A native stream-json Claude adapter; ACP is no longer the only rich path¶
Claude can be driven as a Tracing-capable Harness directly over the Claude Code CLI's
--output-format stream-json, with no ACP and no Node bridge. The new claude-code-stream
harness runs claude -p --output-format stream-json --verbose --dangerously-skip-permissions
and translates the first-party streamed events (assistant tool_use blocks, tool_results,
final usage/cost) into the framework's Trace. This revisits ADR 0003's "ACP as the single
rich adapter" — not by removing ACP, but by demoting it from the rich layer to one of
several, behind the Trace contract.
Status¶
accepted (revisits ADR 0003)
Context¶
ADR 0003 routed every Tracing/Interaction-capable agent through one ACP adapter, including
Claude via the claude-agent-acp npm bridge. In practice ACP is a lowest-common-denominator
protocol that some agents implement awkwardly or unstably (BENCHMARK.md already records
droid raising an "internal ACP error"), and for Claude it is strictly less direct than the
vendor's own interfaces. ADR 0003 itself anticipated this: it listed "native
claude-agent-sdk for Claude" as the max-fidelity alternative and noted a native adapter
"may be added later without changing the Trace or Interaction contracts."
The key observation is that ACP bundles two capabilities the framework already models
separately: Tracing (observe tool calls / tokens / cost) and Interaction (answer the
agent's mid-run permission requests — the bidirectional part). Every Case in the suite uses
interaction: auto-approve. Auto-approval needs no protocol — it is a launch flag. True
bidirectional interaction is needed only by scripted / llm-based / manual policies,
which only observed-droid exercises.
So for the common case (autonomous run + observe the result), the bidirectional nature is unnecessary. What is needed is (a) headless autonomy and (b) a Trace — both of which the Claude CLI provides first-party.
Decision¶
Add claude-code-stream:
- Autonomy without a protocol —
--dangerously-skip-permissionsruns Claude fully headless, so no Interaction channel is required (Capabilities(tracing=True, interaction=False)).
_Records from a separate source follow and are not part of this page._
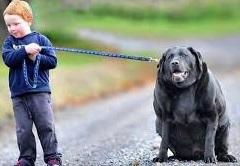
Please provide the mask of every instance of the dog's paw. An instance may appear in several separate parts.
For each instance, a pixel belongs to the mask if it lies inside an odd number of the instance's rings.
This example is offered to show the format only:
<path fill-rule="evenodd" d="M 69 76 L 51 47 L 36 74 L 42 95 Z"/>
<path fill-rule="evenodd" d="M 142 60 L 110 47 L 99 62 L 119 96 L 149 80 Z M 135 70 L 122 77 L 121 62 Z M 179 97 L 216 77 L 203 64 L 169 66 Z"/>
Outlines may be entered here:
<path fill-rule="evenodd" d="M 232 162 L 232 163 L 237 162 L 237 159 L 230 154 L 218 155 L 217 160 L 222 162 Z"/>
<path fill-rule="evenodd" d="M 217 159 L 216 159 L 215 155 L 205 155 L 204 162 L 205 163 L 216 163 Z"/>
<path fill-rule="evenodd" d="M 162 163 L 162 162 L 167 162 L 168 161 L 168 158 L 167 158 L 167 156 L 157 156 L 157 157 L 155 157 L 155 158 L 153 158 L 153 162 L 154 163 L 156 163 L 156 162 L 160 162 L 160 163 Z"/>

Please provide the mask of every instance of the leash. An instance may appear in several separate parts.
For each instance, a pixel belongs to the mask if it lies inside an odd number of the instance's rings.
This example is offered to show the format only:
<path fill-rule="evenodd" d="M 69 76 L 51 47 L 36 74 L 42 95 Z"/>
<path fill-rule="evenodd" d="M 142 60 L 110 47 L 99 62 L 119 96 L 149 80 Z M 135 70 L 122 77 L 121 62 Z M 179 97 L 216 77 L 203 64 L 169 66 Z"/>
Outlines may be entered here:
<path fill-rule="evenodd" d="M 125 55 L 125 54 L 117 54 L 117 53 L 110 53 L 110 52 L 104 52 L 104 51 L 85 50 L 85 49 L 76 49 L 76 48 L 60 48 L 60 47 L 49 47 L 49 46 L 41 46 L 41 47 L 42 47 L 42 49 L 52 49 L 52 50 L 56 50 L 56 51 L 74 52 L 74 53 L 78 53 L 78 54 L 88 54 L 88 55 L 95 55 L 95 56 L 130 59 L 130 60 L 135 60 L 135 61 L 146 61 L 146 62 L 155 62 L 155 63 L 159 62 L 159 59 L 155 59 L 152 57 L 131 56 L 131 55 Z"/>
<path fill-rule="evenodd" d="M 24 45 L 18 45 L 18 46 L 13 45 L 13 48 L 15 50 L 20 49 L 22 47 L 24 47 Z M 130 59 L 130 60 L 135 60 L 135 61 L 146 61 L 146 62 L 156 62 L 156 63 L 159 62 L 159 59 L 154 59 L 151 57 L 130 56 L 130 55 L 125 55 L 125 54 L 116 54 L 116 53 L 110 53 L 110 52 L 104 52 L 104 51 L 93 51 L 93 50 L 85 50 L 85 49 L 49 47 L 49 46 L 41 46 L 41 48 L 48 49 L 48 50 L 64 51 L 64 52 L 74 52 L 74 53 L 78 53 L 78 54 L 88 54 L 88 55 L 104 56 L 104 57 L 111 57 L 111 58 Z M 26 61 L 24 60 L 23 64 L 22 64 L 25 84 L 31 89 L 34 89 L 37 87 L 39 64 L 40 64 L 40 57 L 37 56 L 36 64 L 34 66 L 32 85 L 28 80 Z"/>

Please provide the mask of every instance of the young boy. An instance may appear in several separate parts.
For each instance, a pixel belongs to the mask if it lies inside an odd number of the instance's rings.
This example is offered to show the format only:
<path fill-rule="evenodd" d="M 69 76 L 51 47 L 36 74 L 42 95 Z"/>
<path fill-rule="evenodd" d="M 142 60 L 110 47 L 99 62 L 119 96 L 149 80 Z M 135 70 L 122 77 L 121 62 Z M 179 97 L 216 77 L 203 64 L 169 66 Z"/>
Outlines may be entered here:
<path fill-rule="evenodd" d="M 32 32 L 32 9 L 22 0 L 13 0 L 3 12 L 9 36 L 3 43 L 2 57 L 9 67 L 9 88 L 16 122 L 17 143 L 20 156 L 16 166 L 34 166 L 36 142 L 32 132 L 36 126 L 44 161 L 47 166 L 61 166 L 57 151 L 49 70 L 57 65 L 52 46 L 43 35 Z"/>

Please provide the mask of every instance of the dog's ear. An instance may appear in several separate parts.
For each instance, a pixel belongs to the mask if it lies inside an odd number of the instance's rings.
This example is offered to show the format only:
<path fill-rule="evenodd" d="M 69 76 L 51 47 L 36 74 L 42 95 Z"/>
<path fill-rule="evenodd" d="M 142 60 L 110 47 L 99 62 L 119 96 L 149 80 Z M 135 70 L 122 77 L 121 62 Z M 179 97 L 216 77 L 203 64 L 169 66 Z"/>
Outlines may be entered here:
<path fill-rule="evenodd" d="M 199 79 L 203 73 L 203 60 L 202 60 L 202 55 L 200 54 L 199 51 L 193 49 L 192 47 L 188 47 L 187 48 L 196 58 L 196 62 L 197 62 L 197 68 L 199 70 Z"/>
<path fill-rule="evenodd" d="M 163 72 L 163 64 L 165 62 L 165 59 L 166 59 L 166 52 L 163 53 L 162 58 L 160 59 L 158 65 L 157 65 L 157 68 L 159 68 L 160 73 Z"/>

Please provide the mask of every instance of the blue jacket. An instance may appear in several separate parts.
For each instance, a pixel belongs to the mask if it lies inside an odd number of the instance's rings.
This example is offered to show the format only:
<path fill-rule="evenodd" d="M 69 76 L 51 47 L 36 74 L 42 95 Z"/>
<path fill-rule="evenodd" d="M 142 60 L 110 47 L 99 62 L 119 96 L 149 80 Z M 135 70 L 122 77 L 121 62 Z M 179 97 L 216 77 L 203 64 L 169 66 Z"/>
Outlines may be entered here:
<path fill-rule="evenodd" d="M 2 57 L 4 63 L 9 67 L 9 88 L 12 98 L 26 93 L 51 93 L 49 69 L 53 69 L 57 65 L 55 52 L 51 49 L 42 49 L 37 55 L 39 68 L 37 70 L 36 87 L 33 88 L 29 85 L 34 84 L 34 68 L 36 68 L 37 60 L 34 62 L 30 60 L 24 47 L 16 47 L 30 43 L 52 46 L 47 37 L 37 32 L 32 32 L 22 38 L 15 38 L 10 35 L 3 43 Z M 25 73 L 23 63 L 25 63 Z"/>

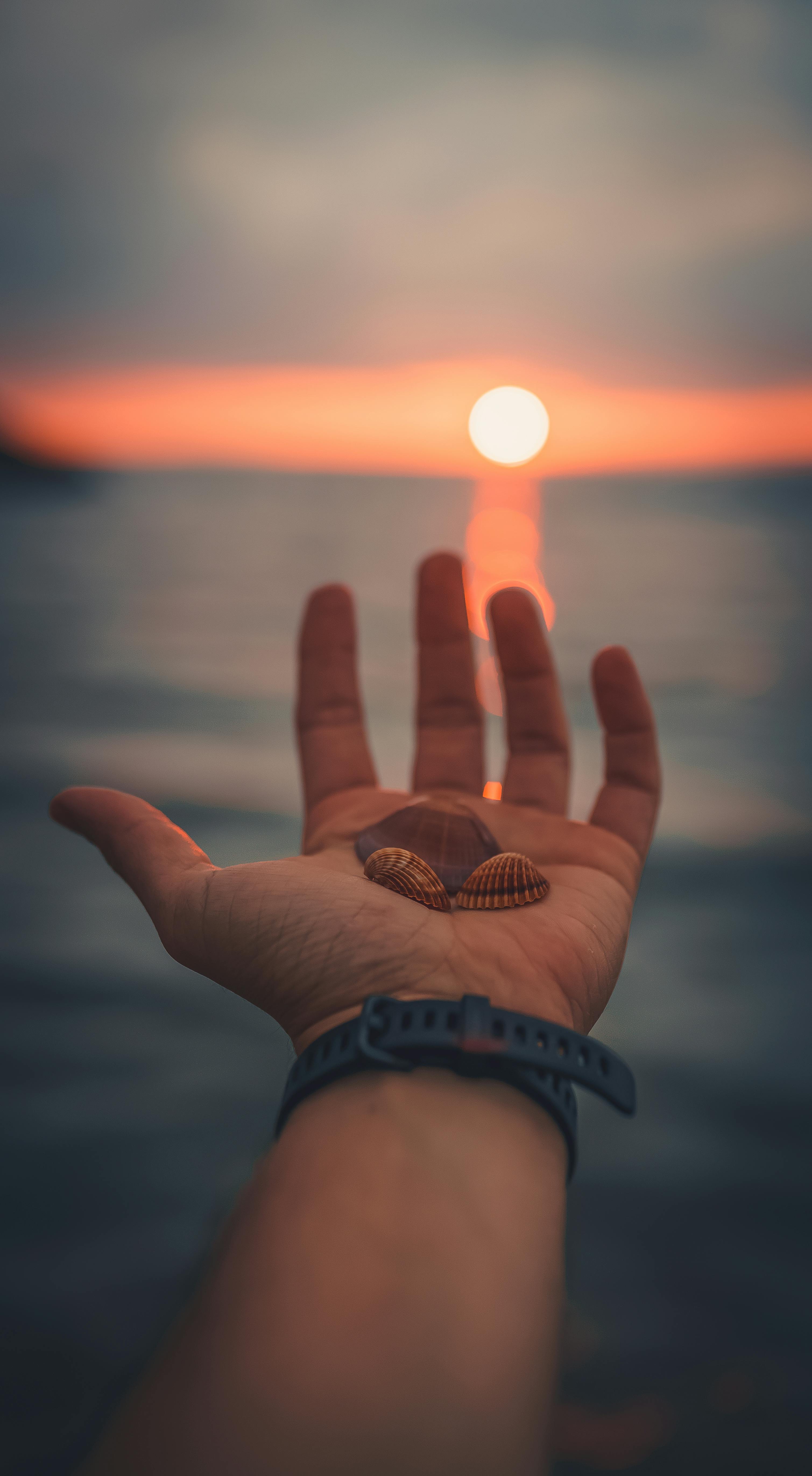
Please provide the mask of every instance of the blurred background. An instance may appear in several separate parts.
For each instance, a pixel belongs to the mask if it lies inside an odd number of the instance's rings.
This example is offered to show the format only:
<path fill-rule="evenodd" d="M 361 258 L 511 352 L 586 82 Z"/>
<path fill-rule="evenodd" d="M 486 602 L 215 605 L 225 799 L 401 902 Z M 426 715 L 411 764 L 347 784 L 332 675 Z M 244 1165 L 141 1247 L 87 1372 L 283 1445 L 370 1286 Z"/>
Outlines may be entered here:
<path fill-rule="evenodd" d="M 323 580 L 357 592 L 379 773 L 407 782 L 413 568 L 468 546 L 474 577 L 502 489 L 554 602 L 573 813 L 601 645 L 635 654 L 666 763 L 598 1027 L 638 1117 L 582 1100 L 557 1470 L 794 1476 L 811 7 L 7 0 L 0 24 L 0 1470 L 75 1466 L 189 1296 L 292 1055 L 164 956 L 50 794 L 133 790 L 221 865 L 297 850 L 292 654 Z M 551 438 L 495 481 L 465 418 L 514 370 Z M 183 421 L 204 381 L 214 452 Z M 498 781 L 487 670 L 481 694 Z"/>

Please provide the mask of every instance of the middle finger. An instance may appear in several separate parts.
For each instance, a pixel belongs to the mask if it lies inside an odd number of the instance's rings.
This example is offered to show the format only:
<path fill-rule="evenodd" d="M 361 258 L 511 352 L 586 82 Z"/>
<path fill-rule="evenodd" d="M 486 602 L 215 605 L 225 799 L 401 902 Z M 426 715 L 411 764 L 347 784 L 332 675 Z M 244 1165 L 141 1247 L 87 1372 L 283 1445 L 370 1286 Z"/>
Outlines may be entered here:
<path fill-rule="evenodd" d="M 502 589 L 490 620 L 505 689 L 508 766 L 502 799 L 565 815 L 570 793 L 570 732 L 558 675 L 536 601 Z"/>
<path fill-rule="evenodd" d="M 413 788 L 483 793 L 483 714 L 474 685 L 462 564 L 433 554 L 418 576 L 418 753 Z"/>

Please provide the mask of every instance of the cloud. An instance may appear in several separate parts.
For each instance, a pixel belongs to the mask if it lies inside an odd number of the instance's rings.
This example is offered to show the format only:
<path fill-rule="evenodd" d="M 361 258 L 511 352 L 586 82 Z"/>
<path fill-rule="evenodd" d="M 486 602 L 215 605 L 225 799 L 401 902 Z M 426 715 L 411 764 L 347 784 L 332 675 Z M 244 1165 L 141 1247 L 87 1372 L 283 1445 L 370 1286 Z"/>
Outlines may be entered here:
<path fill-rule="evenodd" d="M 608 10 L 18 9 L 7 353 L 796 373 L 809 18 Z"/>

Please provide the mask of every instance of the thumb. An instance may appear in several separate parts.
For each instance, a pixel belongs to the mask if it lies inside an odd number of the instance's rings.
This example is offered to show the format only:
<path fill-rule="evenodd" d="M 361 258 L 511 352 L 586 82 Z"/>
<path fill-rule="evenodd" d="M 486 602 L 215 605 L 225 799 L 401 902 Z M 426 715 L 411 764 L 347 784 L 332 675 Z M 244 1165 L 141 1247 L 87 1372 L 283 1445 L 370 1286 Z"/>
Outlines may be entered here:
<path fill-rule="evenodd" d="M 173 924 L 180 893 L 217 868 L 186 831 L 161 810 L 120 790 L 62 790 L 50 801 L 50 816 L 84 835 L 133 889 L 152 918 L 164 946 L 173 949 Z"/>

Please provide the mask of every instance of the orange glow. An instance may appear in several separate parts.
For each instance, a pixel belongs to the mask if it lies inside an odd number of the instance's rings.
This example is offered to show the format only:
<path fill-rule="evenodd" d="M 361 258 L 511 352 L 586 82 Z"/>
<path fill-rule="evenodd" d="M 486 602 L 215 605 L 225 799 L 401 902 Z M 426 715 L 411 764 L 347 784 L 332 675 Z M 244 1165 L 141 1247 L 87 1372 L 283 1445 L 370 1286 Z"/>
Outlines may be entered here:
<path fill-rule="evenodd" d="M 480 396 L 468 416 L 468 434 L 489 461 L 523 466 L 545 444 L 549 415 L 530 390 L 502 384 Z"/>
<path fill-rule="evenodd" d="M 540 536 L 537 520 L 540 494 L 529 477 L 499 474 L 477 483 L 474 506 L 465 534 L 465 599 L 468 624 L 474 635 L 489 639 L 487 602 L 498 589 L 526 589 L 542 607 L 545 624 L 552 629 L 555 604 L 537 568 Z M 483 677 L 484 680 L 484 677 Z M 499 686 L 496 683 L 496 692 Z M 489 713 L 502 711 L 480 697 Z"/>
<path fill-rule="evenodd" d="M 526 512 L 489 508 L 474 514 L 465 534 L 465 552 L 483 574 L 512 579 L 524 573 L 539 549 L 536 524 Z"/>
<path fill-rule="evenodd" d="M 812 462 L 812 384 L 617 388 L 515 360 L 6 369 L 0 422 L 19 452 L 68 465 L 478 477 L 468 416 L 493 384 L 521 384 L 543 400 L 545 477 Z"/>

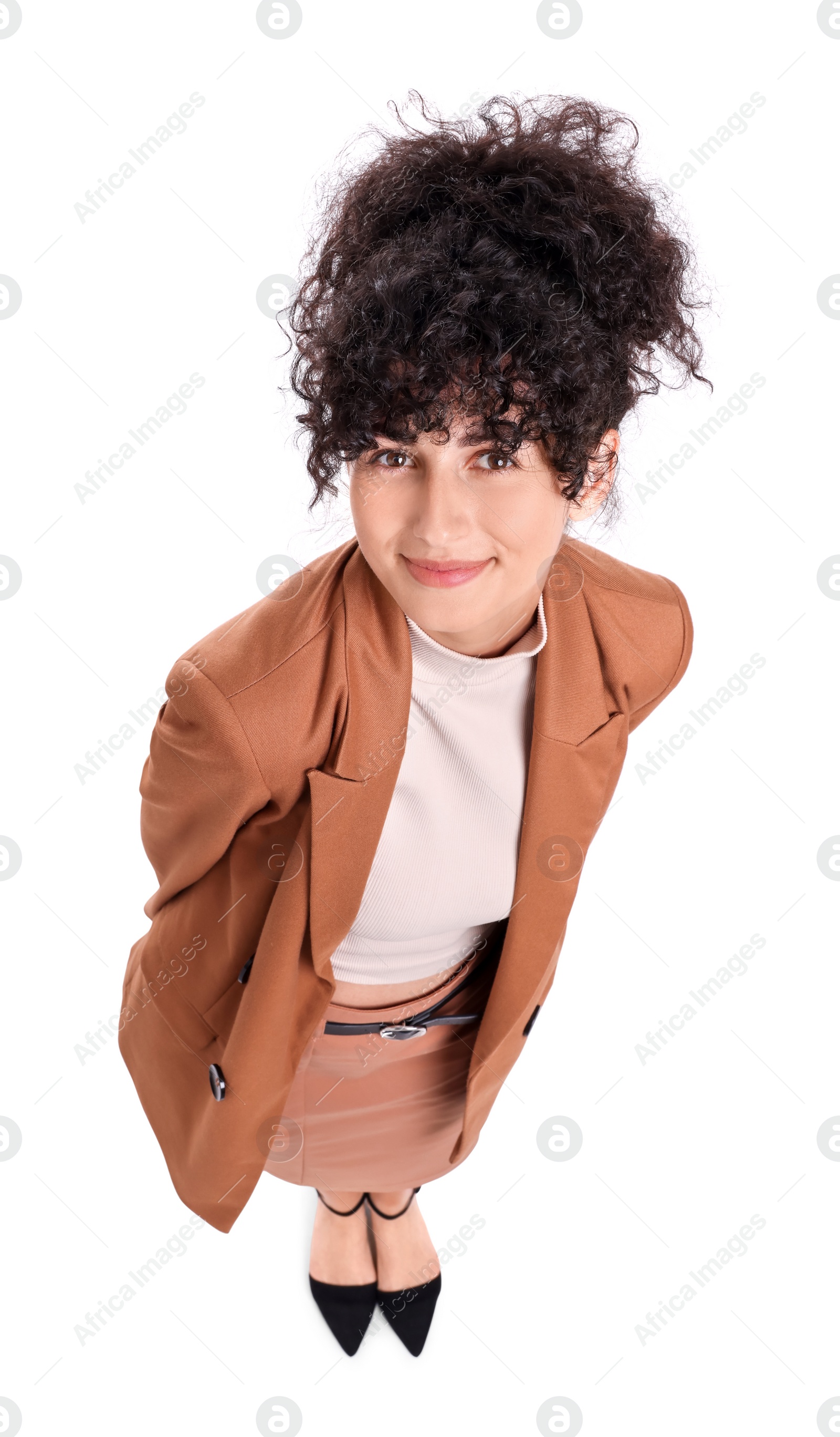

The runner already degrades anauto-approveInteraction request to "use the harness default" with a benign warning — and the harness default here is approve, so the existing trace-grading cases run unchanged. - Observation from stream-json — the streamed events are replayed into the Trace
(
message/thought/tool_call/tool_result/usage/stop), with Claude tool names mapped to portable Tool Kinds. The finalresultevent fills output / cost / tokens.
The Trace stays the contract (CONTEXT.md). ACP remains for agents where it is the best or
only rich path (e.g. droid). Cases that genuinely need bidirectional interaction keep using a
bidirectional adapter; the natural future home for that on Claude is the Claude Agent SDK's
canUseTool callback, not ACP.
Considered options¶
- Keep everything on ACP (ADR 0003). Uniform, but inherits each agent's ACP quality and, for Claude, needs the Node bridge and is less direct than the CLI/SDK. Rejected as the universal mechanism.
- CLI
stream-json(chosen now). First-party, no Node, gives per-tool-call events; theresultline carries cost + token usage. Output-only fallback if a future CLI drops the rollup. Lowest-effort path to a stable, native Claude Trace. - Claude Agent SDK adapter (planned next). Strictly richer: structured
SDKResultMessagewith cost/usage and a nativecanUseToolpermission callback — the right home for bidirectional Claude cases (scripted/llm-based). Heavier; deferred until an interaction case needs it.
Consequences¶
- A no-Node, native Claude Harness that satisfies the suite's
tracing: true+ trace-grader cases;claude-code(output-only, final-JSON envelope) is kept for cheap, trace-free runs. - Model selection is a plain
--modelflag (e.g.claude-opus-4-8,claude-opus-4-6), so comparing Claude versions needs no per-agent model registry. - Bidirectional interaction for Claude is intentionally out of scope here; when a case needs
it, add the SDK adapter (its
canUseToolmaps onto the existing Interaction Policy).